The second major implication of general resistance is that co-occurring pathogen species may compete more directly for a common set of susceptible host genotypes than if there were species-specific resistances, perhaps increasing the likelihood of co-infection and the within-host dynamics that drive pathogen virulence strategies (van Baalen and Sabelis 1995; May and Nowak 1995). Several studies have addressed co-infection dynamics in the anther-smut system, with indications that the strength of within-host competition is influenced by pathogen relatedness (Hood 2003; Koskella et al. 2006; López-Villavicencio et al. 2007, 2011). In particular, Gold et al. (2009) showed that the competitive exclusion between M. lagerheimii and M. silenes-inflatae was stronger than exclusionary interactions between genotypes within either species. In both Gold et al. (2009) and the current study, there was also a difference in infection ability between the Microbotryum species, even though different pathogen isolates and hosts were used; M. silenes-inflatae caused relatively higher infection rates than M. lagerheimii. Inoculations in the present experiment were carried out with each pathogen genotype applied singly. However, whether the competitive dynamics of multiple infections might interact with the observed variation in susceptibility in S. uniflora, including species-specific resistances, should be investigated in further studies.

It was surprising that no disease was found in the more northern populations on either the western or eastern coasts of England. The presence of disease in the southeastern coast is known from natural history collections, as well as ongoing studies of diseased populations in Suffolk and Kent (E. Petit, J. Watson, P. Gladieux, T. Giraud, J. Antonovics, A. Pedersen, M. E. Hood, unpubl. data). It is particularly interesting that instances of pathogen-specific resistance were found in S. uniflora families from the healthy northern populations. However, the current distribution of Microbotryum may not fully inform the history of selection for resistance and the “ghosts of disease past.” In fact, a century ago Sir Edward J. Salisbury noted the presence of anther-smut disease on S. uniflora at Blakeney Point in the county of Norfolk (Salisbury 1912), a population now containing species-specific resistance to M. lagerheimii in one family, but where in our current survey, a thorough search of the site found no disease.

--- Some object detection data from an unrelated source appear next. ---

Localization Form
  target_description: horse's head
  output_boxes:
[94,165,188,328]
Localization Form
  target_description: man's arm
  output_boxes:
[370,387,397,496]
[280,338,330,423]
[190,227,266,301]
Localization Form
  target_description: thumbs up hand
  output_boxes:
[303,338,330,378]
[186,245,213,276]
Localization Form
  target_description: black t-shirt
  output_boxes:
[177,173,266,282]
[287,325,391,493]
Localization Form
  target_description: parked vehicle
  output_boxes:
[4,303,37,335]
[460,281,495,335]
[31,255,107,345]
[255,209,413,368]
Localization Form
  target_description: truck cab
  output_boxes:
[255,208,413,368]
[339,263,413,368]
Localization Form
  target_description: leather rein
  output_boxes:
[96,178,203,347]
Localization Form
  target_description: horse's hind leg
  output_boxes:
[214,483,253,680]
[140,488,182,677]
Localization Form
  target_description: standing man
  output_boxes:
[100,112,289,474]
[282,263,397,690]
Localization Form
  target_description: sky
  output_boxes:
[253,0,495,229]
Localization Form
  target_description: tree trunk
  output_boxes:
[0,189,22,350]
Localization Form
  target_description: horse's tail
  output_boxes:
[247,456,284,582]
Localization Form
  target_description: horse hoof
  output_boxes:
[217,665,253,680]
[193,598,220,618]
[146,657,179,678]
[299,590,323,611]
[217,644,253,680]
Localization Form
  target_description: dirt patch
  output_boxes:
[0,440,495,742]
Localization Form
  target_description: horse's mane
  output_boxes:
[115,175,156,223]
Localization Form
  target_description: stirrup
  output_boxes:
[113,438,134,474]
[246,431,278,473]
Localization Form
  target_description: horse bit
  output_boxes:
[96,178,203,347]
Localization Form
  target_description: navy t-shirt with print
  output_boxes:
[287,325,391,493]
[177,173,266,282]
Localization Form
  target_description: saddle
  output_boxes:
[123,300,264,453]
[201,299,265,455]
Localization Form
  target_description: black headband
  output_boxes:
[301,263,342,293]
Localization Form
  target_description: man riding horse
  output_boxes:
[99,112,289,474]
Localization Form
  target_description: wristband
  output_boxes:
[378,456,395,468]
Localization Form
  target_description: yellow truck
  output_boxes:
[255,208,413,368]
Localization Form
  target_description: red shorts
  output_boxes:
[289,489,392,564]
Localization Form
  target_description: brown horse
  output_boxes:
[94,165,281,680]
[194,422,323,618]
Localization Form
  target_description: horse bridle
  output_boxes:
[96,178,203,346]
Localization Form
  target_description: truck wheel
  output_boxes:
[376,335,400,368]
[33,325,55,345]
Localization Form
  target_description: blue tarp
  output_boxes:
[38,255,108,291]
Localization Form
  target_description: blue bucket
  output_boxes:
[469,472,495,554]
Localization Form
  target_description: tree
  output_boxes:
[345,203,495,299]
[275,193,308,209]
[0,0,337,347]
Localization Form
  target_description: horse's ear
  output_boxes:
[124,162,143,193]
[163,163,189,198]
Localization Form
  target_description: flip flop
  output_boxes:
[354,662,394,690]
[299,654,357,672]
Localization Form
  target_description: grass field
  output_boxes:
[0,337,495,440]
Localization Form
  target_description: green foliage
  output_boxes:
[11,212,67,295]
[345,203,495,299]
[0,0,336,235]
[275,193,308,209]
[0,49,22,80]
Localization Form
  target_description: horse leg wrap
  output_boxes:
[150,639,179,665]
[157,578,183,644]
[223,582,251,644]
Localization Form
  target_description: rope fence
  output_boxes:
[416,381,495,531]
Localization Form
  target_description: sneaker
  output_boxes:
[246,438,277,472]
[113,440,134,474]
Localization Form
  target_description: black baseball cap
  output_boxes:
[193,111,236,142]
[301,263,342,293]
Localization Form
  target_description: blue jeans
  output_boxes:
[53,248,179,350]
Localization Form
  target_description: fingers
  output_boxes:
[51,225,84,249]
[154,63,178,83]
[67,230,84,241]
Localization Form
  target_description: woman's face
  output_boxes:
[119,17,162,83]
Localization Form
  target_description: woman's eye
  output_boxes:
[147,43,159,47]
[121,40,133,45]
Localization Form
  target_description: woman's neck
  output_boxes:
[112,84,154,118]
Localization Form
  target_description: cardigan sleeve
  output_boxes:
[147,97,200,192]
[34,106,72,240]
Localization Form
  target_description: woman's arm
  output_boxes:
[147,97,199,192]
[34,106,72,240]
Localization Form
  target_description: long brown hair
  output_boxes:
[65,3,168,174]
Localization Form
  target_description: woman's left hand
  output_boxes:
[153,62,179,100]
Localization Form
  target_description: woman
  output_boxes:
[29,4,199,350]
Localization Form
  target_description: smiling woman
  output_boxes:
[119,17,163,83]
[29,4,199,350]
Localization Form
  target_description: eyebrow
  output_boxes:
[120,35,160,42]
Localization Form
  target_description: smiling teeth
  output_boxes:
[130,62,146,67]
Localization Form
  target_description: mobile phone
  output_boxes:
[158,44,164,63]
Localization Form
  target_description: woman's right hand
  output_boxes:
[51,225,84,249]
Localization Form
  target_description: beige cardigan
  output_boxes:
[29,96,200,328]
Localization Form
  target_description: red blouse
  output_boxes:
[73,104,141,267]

In the absence of strong and widespread patterns of specific resistances, other explanations should be sought to explain the co-occurrence of M. lagerheimii and M. silenes-inflatae on S. uniflora. For example, we have not studied timing of disease expression nor possible differences in micro-climate effects on the transmission or infection success of the two pathogen species. Given the rare co-occurrence of the two species in natural populations, the histories of migration and colonization by the multiple Microbotryum species on S. uniflora and S. vulgaris may help explain the distributions of multiple pathogens on these host species; studies of related species of Microbotryum on other host species have shown phylogeographical effect to be important (e.g., Vercken et al. 2010). With increased ability to identify often cryptic differences between pathogen species and the growing impact of anthropogenic dispersal worldwide, such studies can provide important insights into the determinants of modern community assemblages.